Hasbro engagement broadens seniors' project management horizons
An innovative affiliation between Hasbro – one of the world’s largest and most successful toy makers – and Bryant University provides driven Bryant seniors the extraordinary opportunity to engage with high-achieving project managers in their real-world environment.
This affiliation includes an intensive mentor/mentee relationship between senior project managers, who oversee some of Hasbro’s most complex and sophisticated projects, and Bryant seniors enrolled in "Project Management Principles and Practice" – a groundbreaking course that engages and enlightens the seniors in ways no textbook could. Developed by Associate Professor of Computer Information Systems Kenneth Sousa, Ph.D., the 400-level course provides insight into the inner workings of Hasbro, one of Fast Company’s 50 Most Innovative Companies for 2016, which also has earned national recognitions for its ethical leadership, positive workplace environment, environmental stewardship and remarkable business growth.

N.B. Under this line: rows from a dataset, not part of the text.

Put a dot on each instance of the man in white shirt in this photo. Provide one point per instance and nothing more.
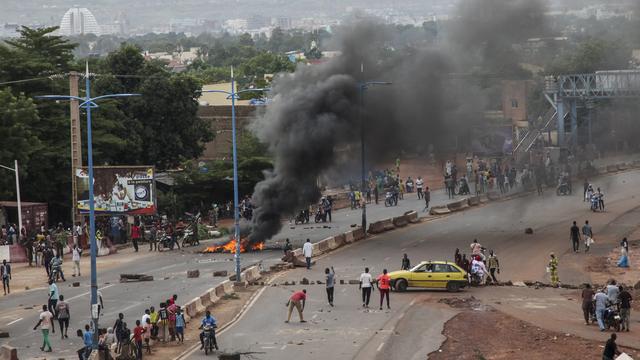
(76, 252)
(307, 251)
(45, 324)
(365, 286)
(419, 186)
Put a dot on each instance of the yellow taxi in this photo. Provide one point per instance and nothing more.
(430, 275)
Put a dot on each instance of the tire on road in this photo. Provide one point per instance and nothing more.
(401, 285)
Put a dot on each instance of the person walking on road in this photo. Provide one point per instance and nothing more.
(601, 300)
(138, 331)
(287, 246)
(330, 274)
(5, 273)
(54, 295)
(406, 263)
(494, 266)
(427, 198)
(75, 256)
(297, 300)
(63, 313)
(307, 251)
(87, 340)
(574, 233)
(587, 302)
(625, 300)
(419, 187)
(135, 236)
(553, 269)
(384, 285)
(119, 328)
(587, 232)
(45, 322)
(365, 287)
(611, 348)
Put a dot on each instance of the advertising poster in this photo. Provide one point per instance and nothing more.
(128, 190)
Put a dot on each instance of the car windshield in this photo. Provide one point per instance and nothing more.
(422, 267)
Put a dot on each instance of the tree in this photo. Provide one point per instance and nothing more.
(17, 117)
(593, 55)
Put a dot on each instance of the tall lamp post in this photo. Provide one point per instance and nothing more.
(233, 95)
(363, 86)
(15, 169)
(89, 103)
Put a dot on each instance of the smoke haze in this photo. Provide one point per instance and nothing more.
(315, 110)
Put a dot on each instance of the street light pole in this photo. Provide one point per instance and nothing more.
(15, 170)
(362, 87)
(233, 95)
(89, 103)
(236, 198)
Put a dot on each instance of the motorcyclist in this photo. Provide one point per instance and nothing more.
(208, 323)
(56, 265)
(478, 269)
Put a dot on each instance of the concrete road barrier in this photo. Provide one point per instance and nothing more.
(400, 221)
(339, 239)
(439, 210)
(412, 216)
(348, 237)
(473, 201)
(8, 353)
(323, 246)
(458, 205)
(358, 234)
(376, 227)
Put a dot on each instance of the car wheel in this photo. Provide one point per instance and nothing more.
(453, 287)
(401, 285)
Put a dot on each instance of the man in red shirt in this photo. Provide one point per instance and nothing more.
(384, 284)
(137, 337)
(297, 300)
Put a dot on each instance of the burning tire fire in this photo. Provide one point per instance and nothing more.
(230, 247)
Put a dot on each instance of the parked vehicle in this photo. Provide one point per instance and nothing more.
(430, 275)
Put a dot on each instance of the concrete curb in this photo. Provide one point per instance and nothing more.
(212, 296)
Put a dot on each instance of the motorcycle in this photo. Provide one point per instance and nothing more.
(612, 319)
(190, 233)
(564, 187)
(165, 240)
(464, 188)
(209, 339)
(595, 202)
(302, 218)
(390, 199)
(321, 215)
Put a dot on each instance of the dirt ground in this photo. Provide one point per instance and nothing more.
(499, 336)
(224, 311)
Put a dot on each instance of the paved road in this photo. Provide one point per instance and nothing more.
(349, 332)
(20, 311)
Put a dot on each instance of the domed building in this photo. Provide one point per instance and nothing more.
(79, 21)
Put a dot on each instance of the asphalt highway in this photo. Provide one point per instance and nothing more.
(412, 327)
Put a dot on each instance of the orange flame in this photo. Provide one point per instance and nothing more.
(230, 247)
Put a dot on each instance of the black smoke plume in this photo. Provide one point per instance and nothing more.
(316, 110)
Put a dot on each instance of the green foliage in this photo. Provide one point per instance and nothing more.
(17, 117)
(592, 55)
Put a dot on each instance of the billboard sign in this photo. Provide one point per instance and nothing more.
(126, 190)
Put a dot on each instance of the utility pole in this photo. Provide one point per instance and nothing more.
(76, 142)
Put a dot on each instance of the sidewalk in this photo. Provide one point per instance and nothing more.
(26, 278)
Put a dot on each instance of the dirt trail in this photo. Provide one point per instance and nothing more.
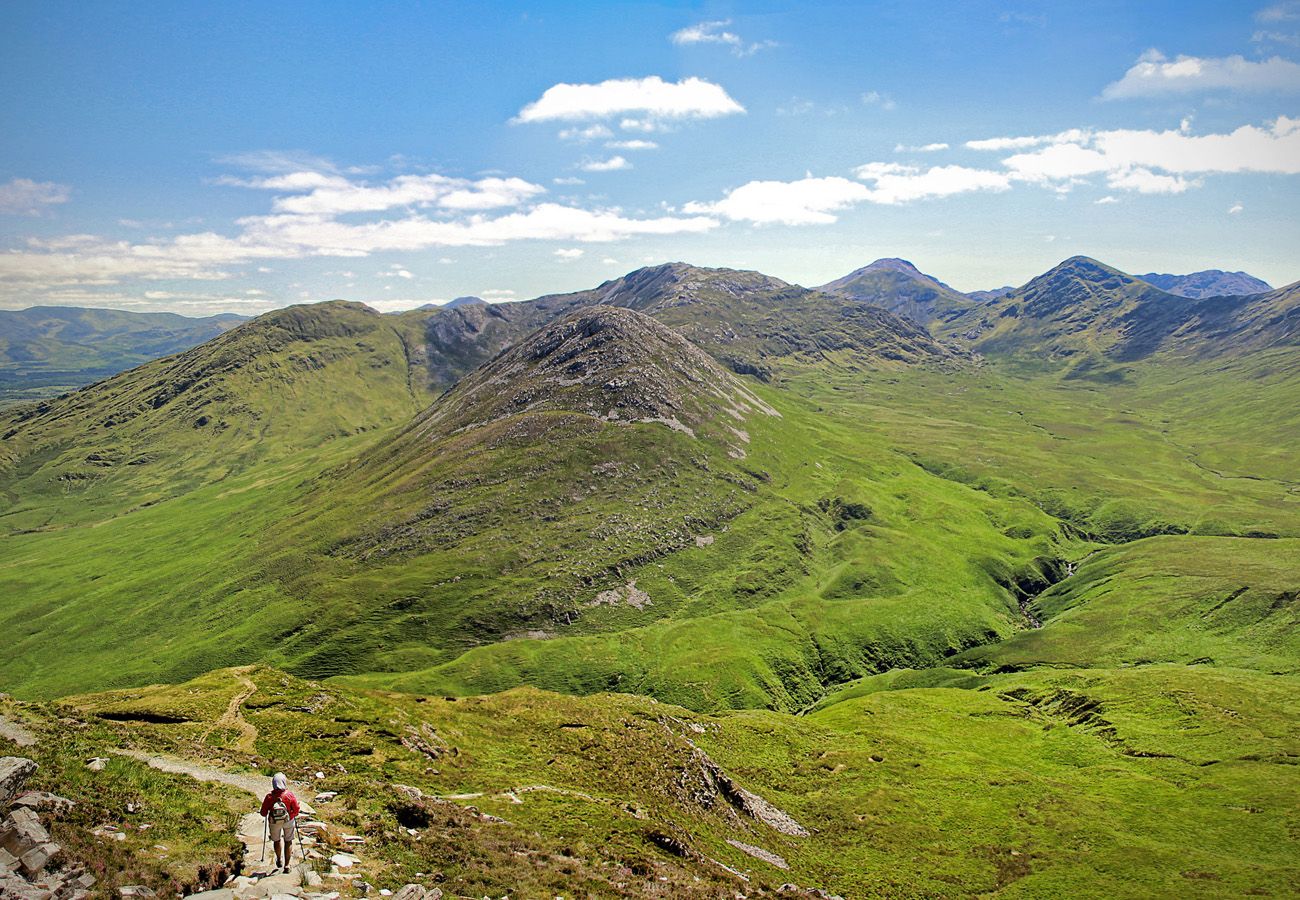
(233, 718)
(260, 878)
(16, 732)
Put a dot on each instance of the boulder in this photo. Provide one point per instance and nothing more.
(44, 800)
(34, 860)
(13, 887)
(414, 892)
(22, 831)
(14, 771)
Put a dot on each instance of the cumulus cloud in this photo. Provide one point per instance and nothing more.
(1155, 74)
(638, 99)
(1279, 12)
(584, 133)
(307, 219)
(715, 33)
(24, 197)
(879, 100)
(806, 202)
(1273, 148)
(611, 164)
(815, 200)
(902, 184)
(320, 194)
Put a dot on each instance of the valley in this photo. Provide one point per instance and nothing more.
(984, 595)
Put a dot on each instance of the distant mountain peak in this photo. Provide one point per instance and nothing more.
(901, 288)
(607, 362)
(1209, 282)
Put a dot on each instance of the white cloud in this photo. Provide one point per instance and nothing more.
(896, 184)
(1274, 148)
(316, 194)
(1290, 38)
(584, 133)
(1286, 11)
(640, 99)
(1144, 181)
(25, 197)
(91, 260)
(715, 33)
(1155, 74)
(805, 202)
(1031, 141)
(878, 99)
(815, 200)
(611, 164)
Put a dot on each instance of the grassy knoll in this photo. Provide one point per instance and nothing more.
(1155, 780)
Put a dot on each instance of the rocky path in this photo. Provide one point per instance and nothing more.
(16, 732)
(233, 718)
(260, 878)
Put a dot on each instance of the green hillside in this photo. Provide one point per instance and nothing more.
(48, 350)
(1019, 621)
(898, 286)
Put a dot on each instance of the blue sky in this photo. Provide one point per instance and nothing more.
(206, 158)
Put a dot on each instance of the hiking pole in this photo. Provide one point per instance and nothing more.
(300, 847)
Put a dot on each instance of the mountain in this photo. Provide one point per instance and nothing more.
(1212, 282)
(757, 324)
(47, 350)
(898, 286)
(285, 381)
(997, 293)
(1091, 316)
(546, 598)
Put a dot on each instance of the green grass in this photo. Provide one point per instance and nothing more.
(1153, 780)
(835, 618)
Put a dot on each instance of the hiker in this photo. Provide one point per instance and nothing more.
(280, 809)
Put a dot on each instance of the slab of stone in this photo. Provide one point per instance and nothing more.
(14, 771)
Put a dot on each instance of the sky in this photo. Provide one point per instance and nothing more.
(234, 158)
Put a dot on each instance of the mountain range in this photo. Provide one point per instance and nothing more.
(44, 350)
(690, 583)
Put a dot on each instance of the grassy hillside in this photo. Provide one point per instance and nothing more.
(978, 626)
(898, 286)
(48, 350)
(285, 383)
(1155, 782)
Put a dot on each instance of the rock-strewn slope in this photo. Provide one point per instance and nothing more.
(611, 363)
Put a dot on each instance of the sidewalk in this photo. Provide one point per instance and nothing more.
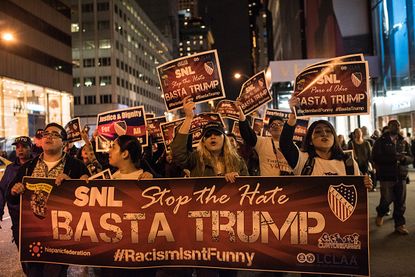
(391, 254)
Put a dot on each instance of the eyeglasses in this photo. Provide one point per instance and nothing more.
(276, 124)
(54, 135)
(208, 134)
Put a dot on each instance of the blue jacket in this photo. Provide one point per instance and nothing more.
(9, 174)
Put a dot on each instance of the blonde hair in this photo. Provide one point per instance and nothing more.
(228, 156)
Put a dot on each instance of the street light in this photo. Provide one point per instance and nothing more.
(7, 36)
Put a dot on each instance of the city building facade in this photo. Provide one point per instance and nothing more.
(115, 51)
(394, 32)
(35, 67)
(307, 31)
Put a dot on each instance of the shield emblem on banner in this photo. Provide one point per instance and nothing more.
(342, 200)
(209, 67)
(357, 78)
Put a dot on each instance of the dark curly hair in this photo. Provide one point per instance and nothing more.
(133, 146)
(336, 150)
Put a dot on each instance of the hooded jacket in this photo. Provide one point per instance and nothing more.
(386, 156)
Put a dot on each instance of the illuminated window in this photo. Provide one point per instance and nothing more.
(74, 27)
(89, 44)
(104, 44)
(89, 81)
(104, 80)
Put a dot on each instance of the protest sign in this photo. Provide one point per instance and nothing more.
(341, 59)
(199, 121)
(112, 124)
(254, 93)
(197, 75)
(154, 130)
(228, 109)
(168, 131)
(300, 128)
(105, 174)
(333, 89)
(296, 224)
(258, 125)
(73, 129)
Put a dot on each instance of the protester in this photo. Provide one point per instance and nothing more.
(375, 135)
(392, 155)
(52, 163)
(366, 136)
(271, 160)
(37, 143)
(342, 142)
(362, 151)
(23, 154)
(152, 158)
(321, 154)
(87, 155)
(214, 155)
(125, 155)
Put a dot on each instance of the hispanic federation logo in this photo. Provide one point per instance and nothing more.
(342, 200)
(357, 78)
(36, 248)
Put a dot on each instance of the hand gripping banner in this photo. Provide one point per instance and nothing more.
(296, 224)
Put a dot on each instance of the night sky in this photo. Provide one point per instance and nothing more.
(229, 24)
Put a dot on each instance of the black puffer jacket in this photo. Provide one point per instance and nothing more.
(391, 160)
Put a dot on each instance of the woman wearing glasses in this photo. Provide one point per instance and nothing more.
(125, 154)
(271, 160)
(321, 153)
(214, 156)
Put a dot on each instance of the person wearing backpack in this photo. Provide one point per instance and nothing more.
(392, 155)
(321, 153)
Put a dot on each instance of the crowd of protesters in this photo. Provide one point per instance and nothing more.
(382, 157)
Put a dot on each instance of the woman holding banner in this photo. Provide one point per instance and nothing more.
(125, 155)
(214, 156)
(321, 152)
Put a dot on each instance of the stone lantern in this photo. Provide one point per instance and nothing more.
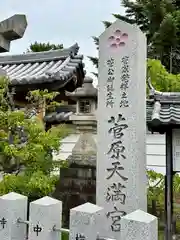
(77, 183)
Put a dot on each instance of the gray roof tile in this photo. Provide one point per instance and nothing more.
(42, 67)
(61, 115)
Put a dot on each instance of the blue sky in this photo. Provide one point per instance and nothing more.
(62, 21)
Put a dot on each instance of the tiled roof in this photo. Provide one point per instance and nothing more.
(62, 114)
(43, 67)
(162, 110)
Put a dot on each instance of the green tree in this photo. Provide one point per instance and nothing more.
(160, 21)
(41, 47)
(25, 147)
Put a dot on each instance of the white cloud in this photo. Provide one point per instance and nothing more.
(62, 21)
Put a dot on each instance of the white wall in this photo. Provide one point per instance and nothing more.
(155, 149)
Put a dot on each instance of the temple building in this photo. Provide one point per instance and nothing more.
(155, 143)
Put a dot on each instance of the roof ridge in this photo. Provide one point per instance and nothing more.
(37, 56)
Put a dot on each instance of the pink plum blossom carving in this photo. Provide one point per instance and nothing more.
(118, 39)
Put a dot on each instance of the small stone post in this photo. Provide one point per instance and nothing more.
(12, 207)
(139, 225)
(45, 219)
(86, 222)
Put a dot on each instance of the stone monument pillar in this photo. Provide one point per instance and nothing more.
(77, 183)
(11, 29)
(121, 124)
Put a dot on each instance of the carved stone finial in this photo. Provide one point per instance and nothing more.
(11, 29)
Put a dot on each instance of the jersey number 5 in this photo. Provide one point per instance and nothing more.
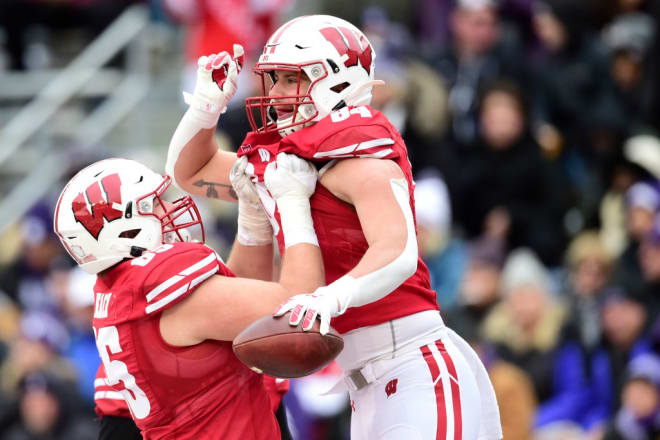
(107, 339)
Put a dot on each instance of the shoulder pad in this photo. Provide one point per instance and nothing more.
(345, 133)
(172, 271)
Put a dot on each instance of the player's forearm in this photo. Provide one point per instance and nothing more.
(254, 262)
(392, 256)
(302, 269)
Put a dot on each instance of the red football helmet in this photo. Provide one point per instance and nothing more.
(107, 213)
(335, 56)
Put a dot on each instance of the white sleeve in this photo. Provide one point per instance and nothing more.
(199, 116)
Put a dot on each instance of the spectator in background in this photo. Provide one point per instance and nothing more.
(642, 202)
(479, 290)
(25, 280)
(649, 259)
(581, 395)
(624, 319)
(213, 26)
(503, 186)
(474, 56)
(47, 411)
(589, 266)
(572, 85)
(629, 39)
(444, 255)
(19, 17)
(77, 303)
(525, 325)
(639, 416)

The groundbreaking course engages and enlightens students in ways no textbook could.
“My mentor has already shown me that building your experience and knowledge of other departments of a company lead to success in a project management position,” one student reported. Another appreciated hearing from a Hasbro executive who identified what skills a good project manager possesses: diligence, being straightforward, curious, and empathetic.
Vimbainashe “Vim” Masiyiwa '17 says having a female mentor, a senior IT project manager at Hasbro, is beneficial. “We’ve discussed how to navigate as a woman in a male-dominated industry and how to be a woman in leadership.”
Connecting textbook theory to real-world business
By framing questions each week, to which their mentors respond, students discover how Hasbro applies specific business concepts, including project management and information technology, project integration management as well as the management of a project’s scope, time, cost, quality, human resources, and risk. Through analyzing and synthesizing these question-and-answer exchanges with their classmates, students connect theoretical concepts to reality, Sousa says.
Engaging with Bryant students in this course is an opportunity for Hasbro mentors to give back and to develop their own careers, says Hasbro's Timothy King, Vice President, Program Management Office, Information Technology. The company is more than toys and games. It also is a powerful Hollywood force, a prolific and forward-thinking producer of several movie and television properties. King says, “Our mentors are excited to work directly with these students who are so inquisitive and grateful for the experience.”
The IT Career Leadership Development Initiative
A good project manager is diligent, straightforward, curious, and empathetic.
A half-day shadowing their mentors and making two presentations to Hasbro executives contribute to these exceptional experiential learning opportunities, says Sousa, who calls this course the IT Career Leadership Development Initiative. “Hasbro has had to transition its market and product strategies. In no way could the company have achieved the success it has without a disciplined strategy,” Sousa notes.
After student teams make their initial project presentations on a work breakdown structure that’s akin to a punch list, Sousa explains that the students “have 20 minutes to gather all the feedback … to develop an action plan. We’re asking them: ‘What’s your action plan? What are your next steps?’”
Learning to lead
Alexander Bronk ’17 says this class is directly applicable to his career goals. “It’s not enough to just get the questions and answers. … I need to be able to get that answer from my mentor David Adams, Project Director, Global IT Project Management; describe it; and process it with my peers. That’s very engaging.”
Sousa notes, “People have to be able to lead themselves before they lead others… professionals have to resist a ‘shoot, aim, fire’ approach and be disciplined.” By holding students accountable, as if they were working professionals, Sousa believes they will learn to lead themselves by managing deadlines, understanding expectations, and engaging in honest self-appraisals. “If they are open-minded and receptive to mentors’ and my feedback, they are rewarded with an excellent learning experience.”
Hasbro’s King says, “We are excited … to show the students how the lessons they learn in the classroom directly apply to a career in project management. There is satisfaction in building future leaders who, in turn, will mentor others someday.”